In his 2012 film A Separation, Asghar Farhadi created a gripping and deeply affecting study of how a family unit can disintegrate within Iran’s socially conservative culture. It won great acclaim for the realism and sensitivity it brought to bear on complex issues such as honour, familial responsibility and the moral requirements of religion. The Salesman revisits the same territory – completing a trilogy of films that examine the ethical and emotional strains of family life.
Emad (Shahab Hosseini) is a school teacher who enjoys an easy, winning relationship with his teenage pupils. They even like him enough to want to see the play he’s starring in, alongside his wife Rana (Taraneh Alidoosti), in his secondary career as an actor: The Death of a Salesman by Arthur Miller. When structural damage means Emad and Rana have to move out of their home, a fellow cast member helps them to find a temporary apartment, but neglects to tell them that the previous occupant was a sex worker who had issues with some of her clients.
These inauspicious circumstances set events into motion that put a considerable strain on Emad and Rana’s relationship, with their emotional struggles beginning to mirror some of the themes of the play they star in every night. The Salesman shows the same skilled direction and sense of psychological nuance that made A Separation such a significant global success.

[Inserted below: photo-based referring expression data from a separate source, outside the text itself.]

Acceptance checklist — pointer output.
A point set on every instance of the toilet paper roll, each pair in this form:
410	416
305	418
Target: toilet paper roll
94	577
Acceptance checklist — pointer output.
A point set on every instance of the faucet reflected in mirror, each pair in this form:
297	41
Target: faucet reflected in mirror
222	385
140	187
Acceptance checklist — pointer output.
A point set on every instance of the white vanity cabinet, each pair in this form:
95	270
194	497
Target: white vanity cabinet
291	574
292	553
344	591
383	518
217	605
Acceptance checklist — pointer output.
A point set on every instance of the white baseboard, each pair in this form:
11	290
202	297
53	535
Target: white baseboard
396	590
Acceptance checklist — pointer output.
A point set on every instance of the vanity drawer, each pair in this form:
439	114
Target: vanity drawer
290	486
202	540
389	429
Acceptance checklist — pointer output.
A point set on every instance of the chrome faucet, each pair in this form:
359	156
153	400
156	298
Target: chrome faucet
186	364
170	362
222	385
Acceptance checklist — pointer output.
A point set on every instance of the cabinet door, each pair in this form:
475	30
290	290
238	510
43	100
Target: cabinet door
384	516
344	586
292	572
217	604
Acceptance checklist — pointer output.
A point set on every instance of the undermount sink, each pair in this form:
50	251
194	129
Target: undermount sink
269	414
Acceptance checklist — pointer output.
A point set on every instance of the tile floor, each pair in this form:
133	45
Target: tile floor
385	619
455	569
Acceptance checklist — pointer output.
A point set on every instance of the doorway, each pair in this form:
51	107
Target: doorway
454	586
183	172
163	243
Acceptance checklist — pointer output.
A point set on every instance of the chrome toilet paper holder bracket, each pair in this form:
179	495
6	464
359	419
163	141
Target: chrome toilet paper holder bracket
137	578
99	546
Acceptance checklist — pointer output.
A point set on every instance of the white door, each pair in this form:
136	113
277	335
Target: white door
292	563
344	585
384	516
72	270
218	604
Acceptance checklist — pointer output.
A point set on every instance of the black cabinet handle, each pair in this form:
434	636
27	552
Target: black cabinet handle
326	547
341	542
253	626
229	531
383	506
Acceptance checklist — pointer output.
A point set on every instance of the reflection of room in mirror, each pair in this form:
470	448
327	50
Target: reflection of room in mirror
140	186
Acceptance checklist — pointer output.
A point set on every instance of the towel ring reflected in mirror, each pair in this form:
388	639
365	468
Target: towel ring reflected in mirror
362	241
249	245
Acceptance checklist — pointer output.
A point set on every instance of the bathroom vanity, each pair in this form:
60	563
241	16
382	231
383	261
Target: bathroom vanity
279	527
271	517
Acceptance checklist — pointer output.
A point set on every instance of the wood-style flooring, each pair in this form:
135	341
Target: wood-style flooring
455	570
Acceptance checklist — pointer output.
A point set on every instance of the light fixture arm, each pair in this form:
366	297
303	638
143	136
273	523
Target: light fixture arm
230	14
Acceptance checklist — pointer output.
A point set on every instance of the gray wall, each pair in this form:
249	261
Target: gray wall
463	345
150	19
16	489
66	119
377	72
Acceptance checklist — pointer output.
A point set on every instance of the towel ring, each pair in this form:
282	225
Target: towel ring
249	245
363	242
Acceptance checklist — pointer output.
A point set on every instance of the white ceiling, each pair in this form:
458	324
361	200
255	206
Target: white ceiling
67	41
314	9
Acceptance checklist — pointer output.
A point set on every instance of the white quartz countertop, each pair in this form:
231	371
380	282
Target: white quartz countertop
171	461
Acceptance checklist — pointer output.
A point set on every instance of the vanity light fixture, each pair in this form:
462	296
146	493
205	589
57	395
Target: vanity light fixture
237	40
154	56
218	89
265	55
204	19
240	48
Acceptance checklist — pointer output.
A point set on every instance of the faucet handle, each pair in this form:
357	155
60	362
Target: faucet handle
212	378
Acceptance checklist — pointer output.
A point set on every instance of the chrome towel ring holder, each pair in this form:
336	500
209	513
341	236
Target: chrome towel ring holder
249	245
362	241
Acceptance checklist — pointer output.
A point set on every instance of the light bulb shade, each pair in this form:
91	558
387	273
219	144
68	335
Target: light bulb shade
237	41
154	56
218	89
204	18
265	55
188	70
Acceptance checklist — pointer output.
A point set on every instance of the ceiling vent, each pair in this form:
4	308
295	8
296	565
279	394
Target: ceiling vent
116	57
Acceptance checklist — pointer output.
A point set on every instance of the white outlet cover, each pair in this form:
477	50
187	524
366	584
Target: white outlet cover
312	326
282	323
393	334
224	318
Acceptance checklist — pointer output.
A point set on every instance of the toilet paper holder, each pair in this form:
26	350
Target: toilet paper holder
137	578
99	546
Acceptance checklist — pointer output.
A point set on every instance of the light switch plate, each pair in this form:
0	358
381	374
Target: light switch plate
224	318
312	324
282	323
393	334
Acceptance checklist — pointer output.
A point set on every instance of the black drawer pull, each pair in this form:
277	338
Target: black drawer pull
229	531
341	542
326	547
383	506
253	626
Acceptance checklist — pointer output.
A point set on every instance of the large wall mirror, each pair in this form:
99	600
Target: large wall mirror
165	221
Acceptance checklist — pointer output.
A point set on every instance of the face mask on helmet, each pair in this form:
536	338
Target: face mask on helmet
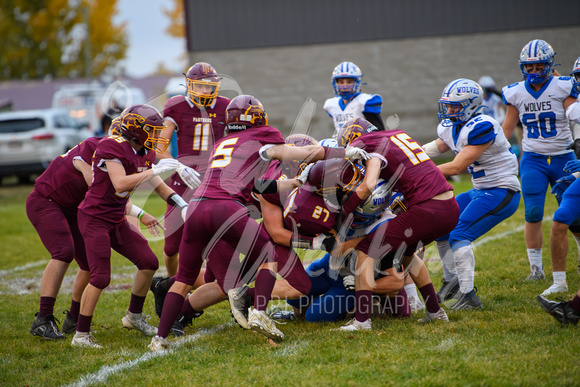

It’s a tense and unpredictable drama only slightly let down by its play within a play contrivance occasionally feeling hackneyed (the ending too stumbles awkwardly between anti-climax and melodrama). The film doesn’t make antic hay with its meta-fictional leanings – it takes a soft and dignified approach, but one that reveals the director’s utmost respect for theatrical craft and makes sense of his talent for bringing together such a fine cast of actors.